After you enable the SQL audit function, all SQL operations will be recorded in log files. You can download audit logs to view log details.

By default, SQL audit is disabled because enabling this function may affect database performance. This section describes how to enable, modify, or disable SQL audit.

Both primary DB instances and read replicas support SQL audit logging.
After SQL auditing is enabled, RDS records SQL operations in audit logs. The generated audit log files are temporarily stored in the instance and then uploaded to OBS and stored in the backup space. If there is not enough free backup space available for generated audit logs, the additional space required is billed.
Audit logs are cleared every hour. After you change the retention period of audit logs, expired audit logs will be deleted 1 hour later.
After SQL auditing is enabled, a large number of audit logs may be generated during peak hours. As a result, there are many audit log files temporarily stored in the instance, and the storage may be full.
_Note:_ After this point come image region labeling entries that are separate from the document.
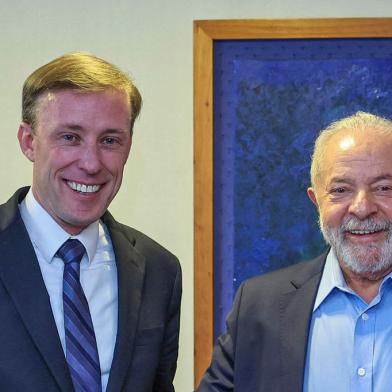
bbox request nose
[349,191,378,219]
[79,144,101,175]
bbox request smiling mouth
[67,181,101,193]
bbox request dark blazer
[0,188,181,392]
[197,254,326,392]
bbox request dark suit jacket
[197,255,326,392]
[0,188,181,392]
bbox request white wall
[0,0,392,392]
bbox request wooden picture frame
[194,18,392,385]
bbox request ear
[307,187,319,208]
[18,122,35,162]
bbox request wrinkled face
[18,89,131,234]
[308,132,392,274]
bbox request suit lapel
[279,255,325,391]
[105,219,145,392]
[0,189,72,391]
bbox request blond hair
[310,112,392,187]
[22,52,142,132]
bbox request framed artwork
[194,18,392,384]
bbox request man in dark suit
[197,112,392,392]
[0,53,181,392]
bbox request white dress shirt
[19,189,118,391]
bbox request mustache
[339,217,392,233]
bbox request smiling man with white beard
[197,112,392,392]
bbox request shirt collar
[313,249,347,311]
[19,189,98,264]
[313,249,392,312]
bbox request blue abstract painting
[214,39,392,335]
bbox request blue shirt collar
[313,249,392,312]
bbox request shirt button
[357,368,366,377]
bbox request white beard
[319,216,392,274]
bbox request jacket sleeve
[196,284,244,392]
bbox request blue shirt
[19,190,118,391]
[304,251,392,392]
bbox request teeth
[67,181,101,193]
[350,230,379,234]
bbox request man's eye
[103,137,117,145]
[377,185,392,192]
[63,134,76,142]
[331,187,346,194]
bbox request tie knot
[57,238,86,264]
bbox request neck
[340,263,392,303]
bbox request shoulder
[102,212,180,270]
[241,253,327,295]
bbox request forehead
[322,131,392,181]
[37,88,130,120]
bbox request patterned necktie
[57,239,102,392]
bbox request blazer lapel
[0,196,73,391]
[279,255,325,391]
[105,219,145,392]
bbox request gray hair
[310,112,392,187]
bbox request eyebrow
[57,124,128,134]
[329,174,392,185]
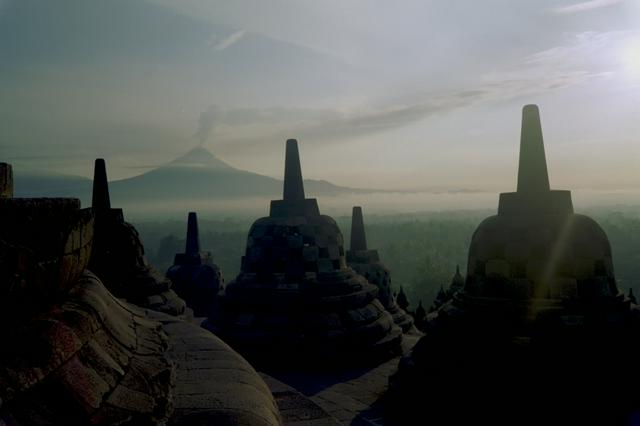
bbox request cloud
[195,31,630,148]
[213,30,247,50]
[193,105,221,146]
[197,70,601,148]
[553,0,625,15]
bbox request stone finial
[518,105,550,193]
[351,207,367,251]
[91,158,111,210]
[184,212,200,255]
[282,139,304,201]
[0,163,13,198]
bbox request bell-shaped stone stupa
[205,139,402,362]
[89,158,186,315]
[167,212,224,317]
[347,207,413,333]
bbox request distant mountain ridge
[14,147,376,206]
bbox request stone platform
[261,333,421,426]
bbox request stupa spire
[184,212,200,255]
[0,163,13,198]
[91,158,111,210]
[518,105,550,193]
[351,207,367,251]
[282,139,304,201]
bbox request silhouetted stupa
[207,139,402,362]
[167,212,224,317]
[0,163,282,426]
[391,105,640,424]
[347,207,413,333]
[89,158,186,315]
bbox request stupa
[205,139,402,363]
[89,158,186,315]
[346,207,413,333]
[0,163,281,426]
[167,212,224,317]
[390,105,640,424]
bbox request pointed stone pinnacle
[282,139,304,201]
[184,212,200,255]
[351,207,367,251]
[518,105,550,193]
[91,158,111,210]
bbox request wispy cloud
[553,0,625,15]
[197,71,601,148]
[213,30,247,50]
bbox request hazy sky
[0,0,640,190]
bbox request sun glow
[621,38,640,79]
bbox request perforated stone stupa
[346,207,413,333]
[89,158,186,315]
[461,105,618,315]
[207,139,402,362]
[0,164,281,426]
[391,105,640,424]
[167,212,224,317]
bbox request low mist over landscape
[0,0,640,310]
[6,0,640,426]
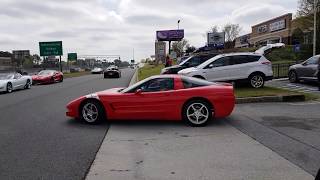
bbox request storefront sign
[270,19,286,32]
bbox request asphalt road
[228,102,320,176]
[0,69,134,180]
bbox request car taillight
[261,61,271,65]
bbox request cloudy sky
[0,0,298,60]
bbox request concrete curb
[236,94,306,104]
[129,68,139,86]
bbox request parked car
[66,75,235,126]
[288,55,320,83]
[161,54,218,74]
[178,53,273,88]
[32,70,63,84]
[0,73,32,93]
[103,66,121,78]
[91,67,103,74]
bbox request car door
[112,78,174,120]
[299,56,319,78]
[203,56,232,81]
[12,73,25,89]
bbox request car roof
[221,52,261,56]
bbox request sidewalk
[87,120,314,180]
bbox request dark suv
[161,53,218,74]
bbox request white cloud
[0,0,297,60]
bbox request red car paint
[32,70,63,84]
[66,75,235,120]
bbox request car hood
[96,88,124,95]
[290,64,302,69]
[178,67,198,74]
[0,79,9,85]
[32,75,51,79]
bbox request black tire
[249,73,265,89]
[288,71,299,83]
[79,100,106,124]
[182,100,214,127]
[7,83,13,93]
[24,79,31,89]
[193,76,205,80]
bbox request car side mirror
[135,89,142,95]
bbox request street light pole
[313,0,317,56]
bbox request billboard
[157,29,184,41]
[269,19,286,32]
[68,53,78,61]
[155,41,166,62]
[207,32,225,46]
[12,50,30,60]
[39,41,63,56]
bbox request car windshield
[179,56,193,66]
[0,74,13,80]
[121,77,152,93]
[38,71,53,76]
[196,54,223,69]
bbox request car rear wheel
[7,83,13,93]
[183,100,214,127]
[289,71,299,83]
[81,100,105,124]
[24,79,31,89]
[249,74,264,88]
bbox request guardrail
[272,62,300,79]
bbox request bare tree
[223,24,241,42]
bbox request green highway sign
[68,53,78,61]
[39,41,63,56]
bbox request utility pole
[313,0,317,56]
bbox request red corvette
[66,75,235,126]
[32,70,63,84]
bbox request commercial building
[235,33,251,48]
[249,13,292,46]
[0,57,12,70]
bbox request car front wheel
[183,100,214,127]
[289,71,299,83]
[249,74,264,88]
[7,83,13,93]
[81,100,105,124]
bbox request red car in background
[66,75,235,126]
[32,70,63,84]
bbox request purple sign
[157,29,184,41]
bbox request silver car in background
[288,55,320,83]
[0,73,32,93]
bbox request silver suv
[288,55,320,83]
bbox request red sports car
[32,70,63,84]
[66,75,235,126]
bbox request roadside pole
[59,56,62,72]
[313,0,318,56]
Supported Database Versions

Only the versions listed below support SQL audit. .

RDS for MySQL 5.6 instances using cloud disks: 5.6.43 and later versions
RDS for MySQL 5.7 instances using cloud disks: 5.7.23 and later versions
RDS for MySQL 8.0

Enabling SQL Audit

Log in to the management console.
Click in the upper left corner of the page and choose Databases > Relational Database Service.
On the Instances page, click the target DB instance.
In the navigation pane on the left, choose SQL Audits. On the displayed page, click Set SQL Audit above the list. In the displayed dialog box, configure information as required and click OK.
Enabling or setting SQL audit
- To enable SQL audit, toggle (disabled) to (enabled).
- Audit logs can be retained from 1 to 732 days and are retained for 7 days by default.
Disabling SQL audit

To disable SQL audit, toggle (enabled) to (disabled).